This month, the UK’s Competition and Market Authority (CMA) has published guidance for businesses on how to ensure transparency around paid endorsements which appear in social media posts. This follows on from previous regulatory guidance with the same stated intention of making it easier for consumers to identify paid advertising online. 

There are now three separate guides from the CMA on this subject for brands, influencers and social media platforms. In addition, a note has been jointly published by the CMA, Advertising Standards Authority (ASA) and Ofcom explaining the regulatory framework applicable to “hidden advertising” on social media platforms.

All the guidance is based on the CMA’s interpretation of existing consumer law. In particular, the CMA continues to rely on a broad interpretation of the duty on traders to meet the requirements of “professional diligence” set out in the Consumer Protection from Unfair Trading Regulations 2008 (the “CPRs”). Its guidance for social media platforms also appears to rely on the assumption that the CPRs operate in a way which makes platforms responsible for third party content.

The guidance for brands (entitled “Business responsibility and social media endorsements”) emphasises that content promoting a brand must be properly labelled as advertising when it results from a company’s marketing activities and/or it is being published on their behalf, regardless of the type of incentive that is offered and even in circumstances where the business doesn’t control the content.

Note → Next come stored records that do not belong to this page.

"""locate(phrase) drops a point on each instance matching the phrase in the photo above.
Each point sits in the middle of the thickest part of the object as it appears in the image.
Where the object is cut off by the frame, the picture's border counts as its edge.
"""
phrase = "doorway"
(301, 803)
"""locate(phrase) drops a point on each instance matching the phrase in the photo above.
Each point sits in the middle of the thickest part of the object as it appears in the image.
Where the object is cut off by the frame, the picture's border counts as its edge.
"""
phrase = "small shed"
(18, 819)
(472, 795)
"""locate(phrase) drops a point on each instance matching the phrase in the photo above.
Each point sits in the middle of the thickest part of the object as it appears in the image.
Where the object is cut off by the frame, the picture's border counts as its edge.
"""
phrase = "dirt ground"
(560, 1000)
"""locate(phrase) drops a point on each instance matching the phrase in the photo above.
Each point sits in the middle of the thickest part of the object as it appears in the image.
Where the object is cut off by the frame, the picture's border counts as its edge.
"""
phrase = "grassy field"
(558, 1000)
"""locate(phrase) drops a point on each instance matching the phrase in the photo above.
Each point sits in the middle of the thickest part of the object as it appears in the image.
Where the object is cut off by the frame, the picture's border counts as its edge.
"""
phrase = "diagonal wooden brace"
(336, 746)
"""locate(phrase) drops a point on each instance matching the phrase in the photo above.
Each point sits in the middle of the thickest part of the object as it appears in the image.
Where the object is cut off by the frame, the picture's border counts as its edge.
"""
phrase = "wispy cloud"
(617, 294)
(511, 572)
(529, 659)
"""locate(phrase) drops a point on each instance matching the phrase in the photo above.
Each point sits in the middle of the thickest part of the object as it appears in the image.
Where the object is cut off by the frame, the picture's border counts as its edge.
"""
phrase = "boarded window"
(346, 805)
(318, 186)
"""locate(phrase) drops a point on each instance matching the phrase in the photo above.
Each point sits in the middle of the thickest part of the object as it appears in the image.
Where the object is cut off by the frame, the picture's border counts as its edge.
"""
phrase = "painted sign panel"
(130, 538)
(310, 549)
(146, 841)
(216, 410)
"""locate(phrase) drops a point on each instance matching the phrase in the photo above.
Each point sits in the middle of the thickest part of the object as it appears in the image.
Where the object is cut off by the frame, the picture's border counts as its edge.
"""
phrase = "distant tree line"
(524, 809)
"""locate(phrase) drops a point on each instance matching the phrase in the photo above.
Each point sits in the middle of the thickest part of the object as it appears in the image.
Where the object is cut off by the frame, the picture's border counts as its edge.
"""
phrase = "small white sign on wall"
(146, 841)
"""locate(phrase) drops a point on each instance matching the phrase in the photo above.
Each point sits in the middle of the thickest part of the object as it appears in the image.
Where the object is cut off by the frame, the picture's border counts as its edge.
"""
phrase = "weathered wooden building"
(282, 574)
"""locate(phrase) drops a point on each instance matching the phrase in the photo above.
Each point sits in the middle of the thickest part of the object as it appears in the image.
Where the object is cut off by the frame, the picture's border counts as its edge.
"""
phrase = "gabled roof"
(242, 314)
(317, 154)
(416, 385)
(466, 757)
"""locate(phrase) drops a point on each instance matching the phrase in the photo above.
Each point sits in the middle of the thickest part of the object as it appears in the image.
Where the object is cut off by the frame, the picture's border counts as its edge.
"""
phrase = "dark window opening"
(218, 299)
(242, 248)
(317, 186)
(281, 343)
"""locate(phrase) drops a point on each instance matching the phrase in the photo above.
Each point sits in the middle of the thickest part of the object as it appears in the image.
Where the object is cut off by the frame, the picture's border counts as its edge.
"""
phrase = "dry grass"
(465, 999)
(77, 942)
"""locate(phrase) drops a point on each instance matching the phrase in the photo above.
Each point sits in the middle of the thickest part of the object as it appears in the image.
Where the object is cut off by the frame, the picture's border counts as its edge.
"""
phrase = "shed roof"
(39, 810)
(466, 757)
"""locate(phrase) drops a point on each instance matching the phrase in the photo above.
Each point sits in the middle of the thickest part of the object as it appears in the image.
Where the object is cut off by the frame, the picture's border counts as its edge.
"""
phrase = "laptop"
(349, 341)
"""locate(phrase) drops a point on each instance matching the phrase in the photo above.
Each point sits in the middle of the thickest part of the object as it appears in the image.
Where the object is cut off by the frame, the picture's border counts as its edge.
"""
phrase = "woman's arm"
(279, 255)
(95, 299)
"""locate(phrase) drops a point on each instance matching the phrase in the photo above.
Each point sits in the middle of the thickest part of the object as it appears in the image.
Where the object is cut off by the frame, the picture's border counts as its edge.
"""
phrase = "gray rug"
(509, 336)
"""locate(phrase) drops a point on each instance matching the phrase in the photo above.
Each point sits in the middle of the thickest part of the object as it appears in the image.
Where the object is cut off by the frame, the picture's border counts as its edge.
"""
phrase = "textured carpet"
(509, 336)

The guide urges business to:

  • communicate to content creators that they must disclose if content that they promote for the brand is an advertisement;
  • check their social media posts, and
  • take action if non-compliant content is posted.

The guidance for influencers follows on from the updated “Influencers’ Guide” published jointly by the Advertising Standards Authority and the CMA in 2020, and contains further practical guidance about what the CMA considers compliance with the requirements to avoid unfair practices in online advertisements. 

The guidance for social media platforms sets out six key “compliance principles” (summarised below) which the CMA says it “expects” all platform operators to follow, although it acknowledges that operators may find other ways of complying with their obligations.

  • Ensuring users, particularly content creators, know that paid endorsements need to be clearly identified as advertising – the CMA suggests providing reminders both when users start using the service and when they are posting content.
  • Providing content creators with tools to label commercial content (ideally a one-click tool) – the CMA suggests this might include using algorithms to identify potential unlabelled advertising content, and automatically prompt content creators to use the tool to label it as advertising.
  • Taking proactive steps and using available technology to prevent hidden advertising – again, the CMA recommends the use of algorithms to achieve this.
  • Facilitating users to report suspected hidden advertising.
  • Promoting compliance by brands using the platform, by raising awareness of relevant policies.
  • Taking appropriate action where hidden advertising is found, including promptly removing content confirmed to be hidden advertising, applying sanctions to offending content creators and maintaining records of steps taken to deal with hidden advertising.

This suite of publications from the CMA further underlines its continued focus on applying consumer law to digital platforms and marketplaces.